I got older too, though. It didn’t matter how hard I fought it, I couldn’t resist time. I was forced to grow up because I had to deal with some grown up situations. Once I got through all of that, I felt invincible. I hated that feeling. I wanted to feel vulnerable again, like when I was a child, or like when I thought I was in love. I wanted to have a light heart and to smile. Instead my days were full of anger and hatred. I hated everyone else and I hated myself. I hated the world because I felt alone and afraid. I wanted the rest of the world to feel as bad as I did, since I couldn’t feel as good as them. I would never be as good as everyone else. I had been mistreated throughout the years by many people who claimed to love me. I felt like love, too, was evil. I wanted nothing to do with any of it.

 

I resisted love for as long as I could.
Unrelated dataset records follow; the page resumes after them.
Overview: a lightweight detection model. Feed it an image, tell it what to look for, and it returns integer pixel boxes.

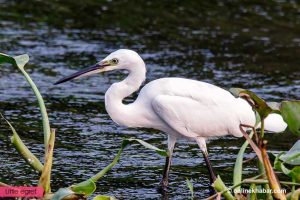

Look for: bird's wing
[152,92,255,137]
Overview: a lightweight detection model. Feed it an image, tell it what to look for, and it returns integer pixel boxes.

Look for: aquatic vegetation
[0,54,300,200]
[208,88,300,200]
[0,53,168,200]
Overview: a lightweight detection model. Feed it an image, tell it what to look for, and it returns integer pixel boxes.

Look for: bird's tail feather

I had boyfriends who loved me and I could never love them back. I knew they would ultimately hurt me, so I wouldn’t let them, and instead I hurt them. I walked away and started over somewhere new. I always wanted that feeling but I was afraid of what would come next. I ran from the pain I knew was coming, but I craved the vulnerability.

 

Once an opportunity struck, I grabbed hold with all my might. There was a man who, when I met him, was just a boy. He was quiet and shy. He was brilliant and hard working. He admired things about me I didn’t ever recognize until he pointed them out. He was sweet and he loved his mother. This was very important to me; a man’s relationship with his mother says a lot about how he will treat you. He was defensive and loving with her. He wanted to guard her, but she was strong. She did not need his protection, she only wanted his love. He was not an affectionate person, and I imagine even his mother wishes he would be more open with her.

 

He resisted love, too. He wanted affection but he did not want to dish it out, himself. He ultimately ran away, just like I always did. We are more alike than I thought. I resist the idea that we were meant to be because, well, we can’t be.

 

I resist the feelings of emptiness that follow any memory of him. I resist the urge to reach out to him. Instead, I look blindly towards the future, hoping that he was never right for me. I hope for something better to come along, or not. I hope for isolation to become peaceful. I hope for my heart to someday be overflowing with joy like it has in the past.

 

I wonder if I will ever feel so happy as when I was gazing at the stars by your side the very first time.